Scaling AWS costs to match the business

#aws #cost #netflixoss #cloudzero

I recently wrote a Medium post on cloud native cost optimization, in part to help customers who are currently dealing with rapid large and unexpected changes in their businesses due to the impact of COVID-19. Out of the ensuing discussion, a few things emerged. One is that I should try out dev.to for developer oriented posts, so this is my first post here. Another is that there's benefits and challenges in generating a metric that reports AWS cost per unit of business, so that's the subject of this discussion.

The first challenge is to decide what your business does, and whether there is a dominant metric that measures the value you provide to customers. I was at Netflix in 2011 when we started to build tooling to optimize our AWS spend, and Netflix has a very focused business model and measured customer value as the number of "streaming starts per second" (SPS). i.e. The rate at which people decide to start watching a show on Netflix.

We also had an AWS deployment model which tagged and attributed all the entities we created on AWS back to individuals and teams, and produced detailed billing on an hourly basis. Starting with a total AWS cost, dividing by SPS produced an hourly average total "cloud cost of value". Digging in further, the cost could be broken down by production delivery vs. test and development vs. data science vs. movie encoding etc. and individual teams were sent a weekly report showing their own share of the total cost, and how it was trending.

I've found that many customers don't have good tagging and attribution setup, so find it hard to work out what is driving their AWS bill. The first step is to come up with a percentage attribution metric for the bill, and drive it to cover most of the spend. I'd focus on this as a priority until it's in the 70-90% range, then clean up the rest over time.

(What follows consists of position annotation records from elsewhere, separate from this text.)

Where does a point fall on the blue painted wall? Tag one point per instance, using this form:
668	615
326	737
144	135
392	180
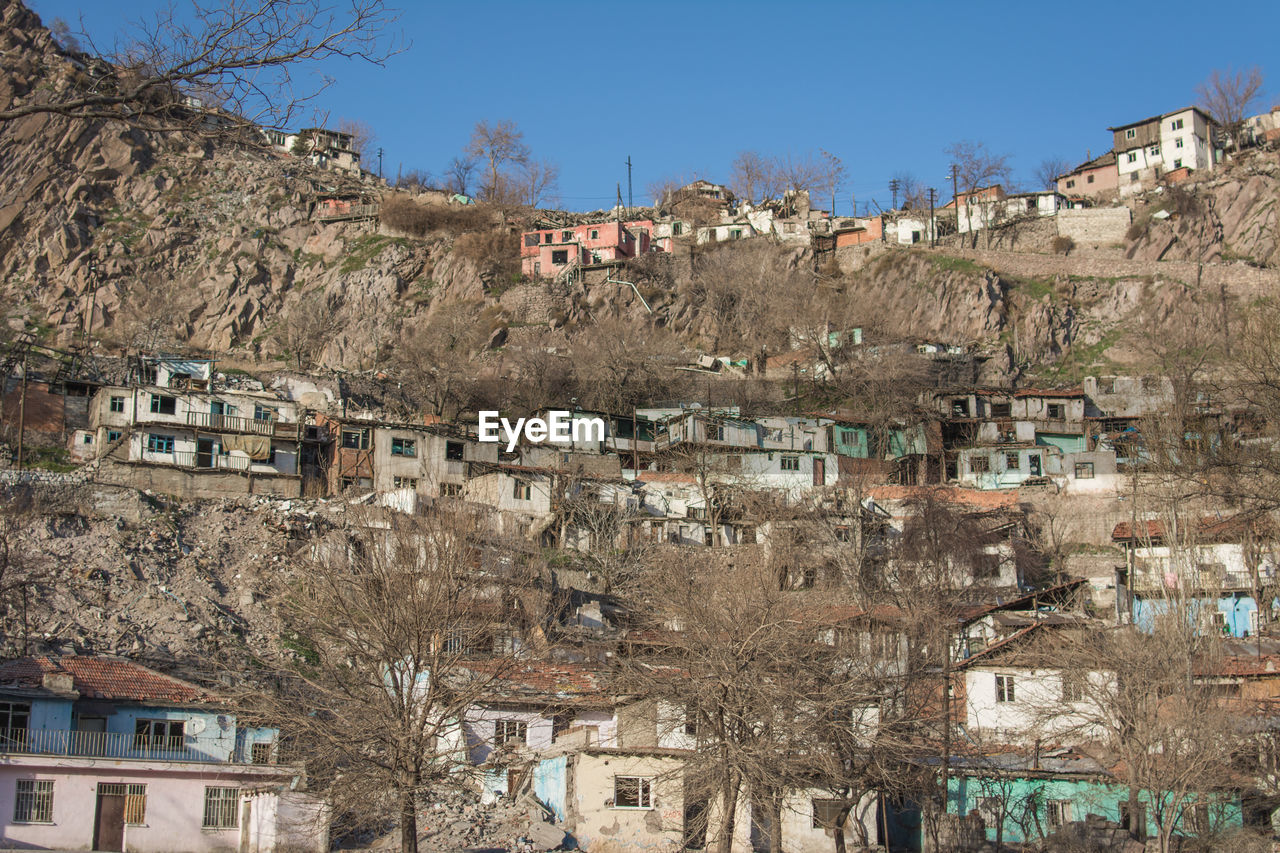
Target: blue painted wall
549	784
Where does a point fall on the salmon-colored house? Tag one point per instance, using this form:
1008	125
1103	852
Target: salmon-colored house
547	252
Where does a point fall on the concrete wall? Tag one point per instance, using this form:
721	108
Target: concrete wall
1095	226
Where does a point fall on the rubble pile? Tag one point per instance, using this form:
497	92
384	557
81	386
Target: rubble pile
464	821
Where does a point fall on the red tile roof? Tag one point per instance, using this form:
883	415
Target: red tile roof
104	678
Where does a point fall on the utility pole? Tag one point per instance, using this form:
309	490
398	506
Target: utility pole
22	409
933	223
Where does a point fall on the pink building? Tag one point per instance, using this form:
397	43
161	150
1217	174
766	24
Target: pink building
100	753
545	254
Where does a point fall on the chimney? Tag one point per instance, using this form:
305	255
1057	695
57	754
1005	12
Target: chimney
59	682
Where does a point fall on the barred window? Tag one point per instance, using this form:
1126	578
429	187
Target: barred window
135	801
33	802
222	808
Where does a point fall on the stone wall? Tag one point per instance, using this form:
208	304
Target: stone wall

For a more typical complex and diverse business, with many points of value delivery, the trick is to pick a dominant expense that scales with customer activity. One of the travel industry customers I've been working with did this, and used the metric to drive a cost reduction program over the last nine months. Amongst many other optimizations they implemented autoscaling to drive up average utilization. When COVID-19 hit, their customer traffic dropped, and their autoscalers maintained high utilization on a smaller footprint, so their AWS bill for that workload automatically reduced.

AWS is working with many customers and partners to help cost optimize in these uncertain times. After my Medium post Erik Peterson of CloudZero reached out to me to discuss their product which implements automatic tagging and allocation of metrics to help SaaS engineering teams continuously optimize their AWS spend. If this sounds interesting CloudZero Inc and AWS are offering through the end of May a 20% discount, $1k credit and a free 30-day trial with upfront waste assessment.

The orignal NetflixOSS tool that implemented this was called Ice, and they outgrew it, and passed it over to Teevity, who maintain their own version.